FCPA, SOX, FATCA : quand les lois américaines s’imposent aux entreprises françaises

Nov 21, 2015

🕮 Article publié initialement sur le Portail de l’Intelligence Économique (Portail-IE) en novembre 2015, à l’époque de mes études à l’École de Guerre Économique (EGE).
📎 Lire l’article original : portail-ie.fr

 Par Alexandre Moustafa

 
La menace invisible des lois extraterritoriales américaines

Les entreprises françaises et européennes redoutent désormais autant les sanctions américaines que la concurrence mondiale. Les affaires BNP, Volkswagen ou Alstom ont mis en lumière un phénomène juridique peu connu du grand public mais redouté dans les milieux économiques : l’extraterritorialité du droit américain.

Derrière des acronymes techniques comme FCPA, SOX ou FATCA, se cache une stratégie d’influence juridique globale. Le magistrat Charles Prats rappelle que, dès les années 1960, les États-Unis ont entrepris d’étendre leur droit de la concurrence à l’international. Résultat : les entreprises étrangères sont régulièrement les cibles privilégiées de ce “patriotisme juridique”.

 
FCPA : l’arme anticorruption (sélective) du Département de la Justice

Le Foreign Corrupt Practices Act (FCPA), adopté en 1977, permet aux autorités américaines de poursuivre toute entreprise étrangère soupçonnée de corruption, dès lors qu’elle commerce en dollars, utilise un serveur américain ou opère – même marginalement – sur le sol américain.

Le DoJ (Department of Justice), appuyé par des agences comme le FBI, la NSA ou la SEC, peut exiger la transmission de documents confidentiels, voire interdire l’accès au marché américain ou au dollar. Ces sanctions peuvent frapper n’importe quelle entreprise, de n’importe quel pays, dans n’importe quel secteur.

 
SOX : de la lutte contre Enron à la contrainte mondiale

La loi Sarbanes-Oxley (SOX), votée en 2002 à la suite des scandales Enron et Worldcom, impose des obligations strictes de transparence financière aux entreprises cotées aux États-Unis – américaines ou non.
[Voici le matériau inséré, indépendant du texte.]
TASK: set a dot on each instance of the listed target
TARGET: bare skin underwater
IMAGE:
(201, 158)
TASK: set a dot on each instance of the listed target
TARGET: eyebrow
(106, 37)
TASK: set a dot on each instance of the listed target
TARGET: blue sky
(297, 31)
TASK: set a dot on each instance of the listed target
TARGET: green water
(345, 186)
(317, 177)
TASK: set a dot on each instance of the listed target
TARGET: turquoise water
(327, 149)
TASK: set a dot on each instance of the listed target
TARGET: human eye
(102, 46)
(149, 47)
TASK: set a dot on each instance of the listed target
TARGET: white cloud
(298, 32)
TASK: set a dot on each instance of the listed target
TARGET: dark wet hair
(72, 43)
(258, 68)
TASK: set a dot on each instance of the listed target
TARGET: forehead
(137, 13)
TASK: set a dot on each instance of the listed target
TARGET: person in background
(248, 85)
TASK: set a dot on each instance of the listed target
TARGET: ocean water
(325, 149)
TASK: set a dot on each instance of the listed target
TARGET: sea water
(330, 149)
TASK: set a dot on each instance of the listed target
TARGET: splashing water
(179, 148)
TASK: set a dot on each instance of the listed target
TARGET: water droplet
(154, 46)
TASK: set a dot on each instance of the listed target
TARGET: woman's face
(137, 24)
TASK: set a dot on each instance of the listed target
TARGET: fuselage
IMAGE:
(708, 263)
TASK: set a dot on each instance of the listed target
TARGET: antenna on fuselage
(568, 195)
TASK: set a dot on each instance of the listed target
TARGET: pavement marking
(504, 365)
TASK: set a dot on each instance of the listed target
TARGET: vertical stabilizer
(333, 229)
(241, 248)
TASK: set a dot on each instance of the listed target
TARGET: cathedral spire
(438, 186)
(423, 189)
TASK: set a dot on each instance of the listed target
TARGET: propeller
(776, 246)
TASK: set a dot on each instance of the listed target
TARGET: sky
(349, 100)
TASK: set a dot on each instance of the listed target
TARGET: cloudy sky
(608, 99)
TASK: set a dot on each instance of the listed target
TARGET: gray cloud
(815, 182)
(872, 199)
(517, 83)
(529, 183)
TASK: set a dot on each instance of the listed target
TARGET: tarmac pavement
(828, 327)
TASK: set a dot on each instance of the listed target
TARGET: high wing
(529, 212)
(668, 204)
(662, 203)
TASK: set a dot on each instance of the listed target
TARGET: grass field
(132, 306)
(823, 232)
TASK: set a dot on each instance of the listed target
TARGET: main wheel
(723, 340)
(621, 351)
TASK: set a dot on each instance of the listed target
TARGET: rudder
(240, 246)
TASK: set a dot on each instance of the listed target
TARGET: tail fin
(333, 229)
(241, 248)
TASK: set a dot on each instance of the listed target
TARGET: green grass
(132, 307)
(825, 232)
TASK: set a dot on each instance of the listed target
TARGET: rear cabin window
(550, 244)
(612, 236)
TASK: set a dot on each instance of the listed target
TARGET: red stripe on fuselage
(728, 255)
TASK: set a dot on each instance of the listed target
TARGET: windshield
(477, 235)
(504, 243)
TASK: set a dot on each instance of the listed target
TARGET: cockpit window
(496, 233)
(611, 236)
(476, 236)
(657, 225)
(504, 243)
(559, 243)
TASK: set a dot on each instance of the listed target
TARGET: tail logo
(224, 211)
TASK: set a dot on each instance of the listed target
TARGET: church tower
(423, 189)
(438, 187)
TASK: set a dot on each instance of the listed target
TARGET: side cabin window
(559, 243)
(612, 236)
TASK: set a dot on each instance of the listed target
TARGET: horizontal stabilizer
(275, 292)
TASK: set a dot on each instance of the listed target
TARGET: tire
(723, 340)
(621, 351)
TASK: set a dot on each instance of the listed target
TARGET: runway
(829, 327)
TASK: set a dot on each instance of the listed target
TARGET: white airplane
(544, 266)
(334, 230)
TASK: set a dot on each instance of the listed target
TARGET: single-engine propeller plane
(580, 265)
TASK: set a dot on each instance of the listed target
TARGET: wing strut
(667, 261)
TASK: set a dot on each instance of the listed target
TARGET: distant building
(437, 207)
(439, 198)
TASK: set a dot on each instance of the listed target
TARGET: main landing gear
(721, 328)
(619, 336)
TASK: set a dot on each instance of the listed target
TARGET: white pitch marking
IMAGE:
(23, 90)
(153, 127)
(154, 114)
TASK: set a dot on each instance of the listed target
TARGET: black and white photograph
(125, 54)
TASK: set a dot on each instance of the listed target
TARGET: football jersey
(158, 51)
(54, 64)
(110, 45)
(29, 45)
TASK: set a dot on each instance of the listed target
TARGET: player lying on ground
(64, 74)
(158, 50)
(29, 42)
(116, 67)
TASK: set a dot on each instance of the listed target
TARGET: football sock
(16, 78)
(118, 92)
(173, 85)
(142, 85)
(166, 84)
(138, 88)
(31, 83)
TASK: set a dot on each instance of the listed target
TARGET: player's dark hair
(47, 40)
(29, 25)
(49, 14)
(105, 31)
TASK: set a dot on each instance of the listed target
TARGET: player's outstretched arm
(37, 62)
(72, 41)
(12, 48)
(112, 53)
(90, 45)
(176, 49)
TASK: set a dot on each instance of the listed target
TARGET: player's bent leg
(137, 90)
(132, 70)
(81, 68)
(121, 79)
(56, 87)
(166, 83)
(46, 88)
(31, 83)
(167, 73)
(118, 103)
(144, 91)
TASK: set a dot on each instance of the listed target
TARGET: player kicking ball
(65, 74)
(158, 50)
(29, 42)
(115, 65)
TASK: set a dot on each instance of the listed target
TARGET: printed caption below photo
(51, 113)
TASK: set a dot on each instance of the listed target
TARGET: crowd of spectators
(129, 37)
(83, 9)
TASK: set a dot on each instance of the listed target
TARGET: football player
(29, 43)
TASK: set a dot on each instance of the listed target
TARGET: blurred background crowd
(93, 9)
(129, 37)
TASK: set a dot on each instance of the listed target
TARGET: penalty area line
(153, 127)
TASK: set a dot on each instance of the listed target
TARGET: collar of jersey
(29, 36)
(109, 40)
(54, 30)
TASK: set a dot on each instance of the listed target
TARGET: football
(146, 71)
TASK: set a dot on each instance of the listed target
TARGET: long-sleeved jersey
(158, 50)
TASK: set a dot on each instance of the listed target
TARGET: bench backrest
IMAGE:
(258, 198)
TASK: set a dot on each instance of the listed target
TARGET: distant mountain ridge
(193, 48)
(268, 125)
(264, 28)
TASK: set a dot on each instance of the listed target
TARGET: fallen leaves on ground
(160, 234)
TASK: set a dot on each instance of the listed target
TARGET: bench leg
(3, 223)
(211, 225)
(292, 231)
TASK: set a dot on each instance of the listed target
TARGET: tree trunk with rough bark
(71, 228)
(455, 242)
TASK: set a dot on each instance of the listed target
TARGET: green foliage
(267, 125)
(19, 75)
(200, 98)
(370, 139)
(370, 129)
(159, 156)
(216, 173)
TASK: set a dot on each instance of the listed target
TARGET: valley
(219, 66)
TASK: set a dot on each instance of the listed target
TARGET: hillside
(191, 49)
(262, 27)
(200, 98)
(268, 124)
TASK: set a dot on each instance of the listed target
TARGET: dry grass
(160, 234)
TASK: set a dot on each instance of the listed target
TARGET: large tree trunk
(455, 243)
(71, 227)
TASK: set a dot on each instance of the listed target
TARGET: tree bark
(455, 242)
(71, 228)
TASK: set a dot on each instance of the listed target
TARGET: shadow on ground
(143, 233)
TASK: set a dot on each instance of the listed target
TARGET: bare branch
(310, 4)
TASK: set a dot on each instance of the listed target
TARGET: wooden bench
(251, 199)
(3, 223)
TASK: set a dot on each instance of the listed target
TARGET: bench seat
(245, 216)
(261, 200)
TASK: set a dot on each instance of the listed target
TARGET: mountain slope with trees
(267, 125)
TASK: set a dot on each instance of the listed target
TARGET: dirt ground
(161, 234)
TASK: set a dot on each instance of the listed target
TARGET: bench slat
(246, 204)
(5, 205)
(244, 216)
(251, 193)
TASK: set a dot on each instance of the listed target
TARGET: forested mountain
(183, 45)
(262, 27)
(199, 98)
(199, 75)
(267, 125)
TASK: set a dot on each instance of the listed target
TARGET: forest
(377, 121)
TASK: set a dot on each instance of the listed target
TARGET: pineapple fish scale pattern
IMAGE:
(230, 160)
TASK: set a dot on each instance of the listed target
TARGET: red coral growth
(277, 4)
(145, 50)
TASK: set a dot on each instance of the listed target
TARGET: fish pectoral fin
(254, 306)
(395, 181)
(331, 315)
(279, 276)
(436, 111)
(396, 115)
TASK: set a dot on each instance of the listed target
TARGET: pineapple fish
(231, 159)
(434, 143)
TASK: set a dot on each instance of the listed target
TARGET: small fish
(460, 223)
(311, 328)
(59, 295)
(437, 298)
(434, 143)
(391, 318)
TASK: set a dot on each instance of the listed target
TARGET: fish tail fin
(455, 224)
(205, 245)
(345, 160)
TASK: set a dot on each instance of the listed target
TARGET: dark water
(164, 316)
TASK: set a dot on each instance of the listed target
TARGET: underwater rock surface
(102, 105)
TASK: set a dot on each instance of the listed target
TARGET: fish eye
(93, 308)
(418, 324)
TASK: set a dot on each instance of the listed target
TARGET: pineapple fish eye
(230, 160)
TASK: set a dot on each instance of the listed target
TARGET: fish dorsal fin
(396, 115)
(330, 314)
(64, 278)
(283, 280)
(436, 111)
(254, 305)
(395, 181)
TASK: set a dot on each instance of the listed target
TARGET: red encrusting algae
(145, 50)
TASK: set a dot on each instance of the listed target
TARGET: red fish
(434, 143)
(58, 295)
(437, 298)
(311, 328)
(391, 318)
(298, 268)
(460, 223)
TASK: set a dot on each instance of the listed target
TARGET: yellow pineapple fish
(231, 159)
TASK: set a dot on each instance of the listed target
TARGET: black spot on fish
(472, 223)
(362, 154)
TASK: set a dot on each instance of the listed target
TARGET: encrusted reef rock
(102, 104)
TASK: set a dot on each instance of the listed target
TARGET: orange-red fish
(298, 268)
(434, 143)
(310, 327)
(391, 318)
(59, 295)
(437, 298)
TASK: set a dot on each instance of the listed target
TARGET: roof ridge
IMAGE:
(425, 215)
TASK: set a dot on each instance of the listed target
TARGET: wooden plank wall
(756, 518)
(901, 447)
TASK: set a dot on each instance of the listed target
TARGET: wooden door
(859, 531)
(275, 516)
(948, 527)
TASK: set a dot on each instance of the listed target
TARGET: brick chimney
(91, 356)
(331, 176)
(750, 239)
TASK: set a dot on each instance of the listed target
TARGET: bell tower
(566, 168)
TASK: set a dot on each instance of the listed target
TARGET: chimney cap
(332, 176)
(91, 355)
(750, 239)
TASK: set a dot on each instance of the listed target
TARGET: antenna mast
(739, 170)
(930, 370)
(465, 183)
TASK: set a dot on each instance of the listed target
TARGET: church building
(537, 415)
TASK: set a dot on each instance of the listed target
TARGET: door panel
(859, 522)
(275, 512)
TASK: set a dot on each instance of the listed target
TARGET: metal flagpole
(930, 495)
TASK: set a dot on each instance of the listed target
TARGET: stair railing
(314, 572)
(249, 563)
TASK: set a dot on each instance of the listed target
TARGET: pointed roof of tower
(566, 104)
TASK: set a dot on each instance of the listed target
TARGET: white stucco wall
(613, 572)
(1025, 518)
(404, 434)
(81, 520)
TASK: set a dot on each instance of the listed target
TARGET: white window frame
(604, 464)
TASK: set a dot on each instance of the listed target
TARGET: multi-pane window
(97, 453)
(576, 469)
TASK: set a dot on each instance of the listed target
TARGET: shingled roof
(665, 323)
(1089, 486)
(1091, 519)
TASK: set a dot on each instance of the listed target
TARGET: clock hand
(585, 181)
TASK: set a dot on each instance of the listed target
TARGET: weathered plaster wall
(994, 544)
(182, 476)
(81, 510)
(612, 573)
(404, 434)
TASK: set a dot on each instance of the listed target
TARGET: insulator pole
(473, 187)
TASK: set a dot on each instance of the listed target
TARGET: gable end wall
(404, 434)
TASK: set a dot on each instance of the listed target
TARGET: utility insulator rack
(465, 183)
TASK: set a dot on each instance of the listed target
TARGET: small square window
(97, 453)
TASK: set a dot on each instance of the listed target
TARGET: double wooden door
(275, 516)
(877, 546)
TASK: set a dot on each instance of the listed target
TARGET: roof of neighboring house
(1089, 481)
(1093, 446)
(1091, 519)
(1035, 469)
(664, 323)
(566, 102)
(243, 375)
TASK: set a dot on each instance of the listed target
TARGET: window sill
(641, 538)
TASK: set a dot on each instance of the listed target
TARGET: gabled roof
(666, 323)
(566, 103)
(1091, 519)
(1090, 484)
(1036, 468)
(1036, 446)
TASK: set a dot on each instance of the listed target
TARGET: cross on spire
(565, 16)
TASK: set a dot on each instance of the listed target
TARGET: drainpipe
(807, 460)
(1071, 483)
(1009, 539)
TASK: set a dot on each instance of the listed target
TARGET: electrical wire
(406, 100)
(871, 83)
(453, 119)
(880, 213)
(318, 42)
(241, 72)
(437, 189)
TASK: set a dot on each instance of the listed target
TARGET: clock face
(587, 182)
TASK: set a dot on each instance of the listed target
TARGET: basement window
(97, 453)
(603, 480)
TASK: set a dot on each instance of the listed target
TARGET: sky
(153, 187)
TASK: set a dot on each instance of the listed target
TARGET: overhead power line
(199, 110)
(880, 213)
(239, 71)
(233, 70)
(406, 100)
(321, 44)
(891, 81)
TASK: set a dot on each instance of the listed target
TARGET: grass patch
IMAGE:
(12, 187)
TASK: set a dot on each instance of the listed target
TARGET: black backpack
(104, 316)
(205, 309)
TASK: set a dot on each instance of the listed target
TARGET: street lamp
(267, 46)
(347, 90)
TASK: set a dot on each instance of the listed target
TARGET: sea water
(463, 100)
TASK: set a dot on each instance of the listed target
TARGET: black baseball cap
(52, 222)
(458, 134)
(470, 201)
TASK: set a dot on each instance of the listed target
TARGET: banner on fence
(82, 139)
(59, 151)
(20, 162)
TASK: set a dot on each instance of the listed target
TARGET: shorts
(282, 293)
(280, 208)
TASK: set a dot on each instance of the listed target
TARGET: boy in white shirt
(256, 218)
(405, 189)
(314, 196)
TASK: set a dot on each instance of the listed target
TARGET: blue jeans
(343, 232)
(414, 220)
Une entreprise étrangère cotée au New York Stock Exchange est ainsi soumise à cette loi, sous peine de lourdes amendes, voire de poursuites pénales. Le dirigeant (CEO) peut risquer jusqu’à 20 ans de prison en cas de falsification comptable.

 
FATCA : le glaive fiscal de Washington

Adoptée en 2010, la FATCA (Foreign Account Tax Compliance Act) impose à toutes les banques du monde de déclarer à l’administration fiscale américaine (IRS) les comptes détenus par des citoyens américains. Plus de 100 pays et 100 000 institutions financières ont été contraints de signer des accords avec les États-Unis.

Les coûts de mise en conformité sont considérables. Les établissements bancaires sont devenus, en quelque sorte, des auxiliaires du fisc américain, y compris en Europe.

 
Une stratégie juridique au service d’intérêts nationaux

Sous couvert de lutte contre la corruption, la fraude ou les scandales financiers, ces lois américaines permettent à Washington d’imposer sa vision du droit dans le monde entier. Et les sanctions touchent, en majorité, des entreprises non américaines.

Entre 1999 et 2013, 70 % des entreprises sanctionnées étaient étrangères. Le cas emblématique de Goldman Sachs, non poursuivie pour son rôle dans la crise grecque, illustre le double standard américain.

 
Patriotisme juridique ou guerre économique ?

Certains y voient une justice intègre, d’autres une guerre économique déguisée. Comme le souligne l’investisseur Ernesto Bertarelli :

“Les tribunaux américains savent faire preuve d’un patriotisme dont nous devrions nous inspirer.”
À l’heure de la mondialisation, le droit devient une arme d’influence géopolitique. Et tant que les entreprises européennes continueront d’utiliser les infrastructures américaines (dollar, cloud, serveurs, composants), elles resteront vulnérables.

 
🧠 Conclusion

FCPA, SOX, FATCA… Ces textes de loi sont les outils d’un impérialisme juridique discret mais redoutable. Ils interrogent notre conception de la souveraineté, de la neutralité du droit, et de la capacité de l’Europe à résister. Une prise de conscience stratégique s’impose pour ne pas subir le droit des autres comme une fatalité.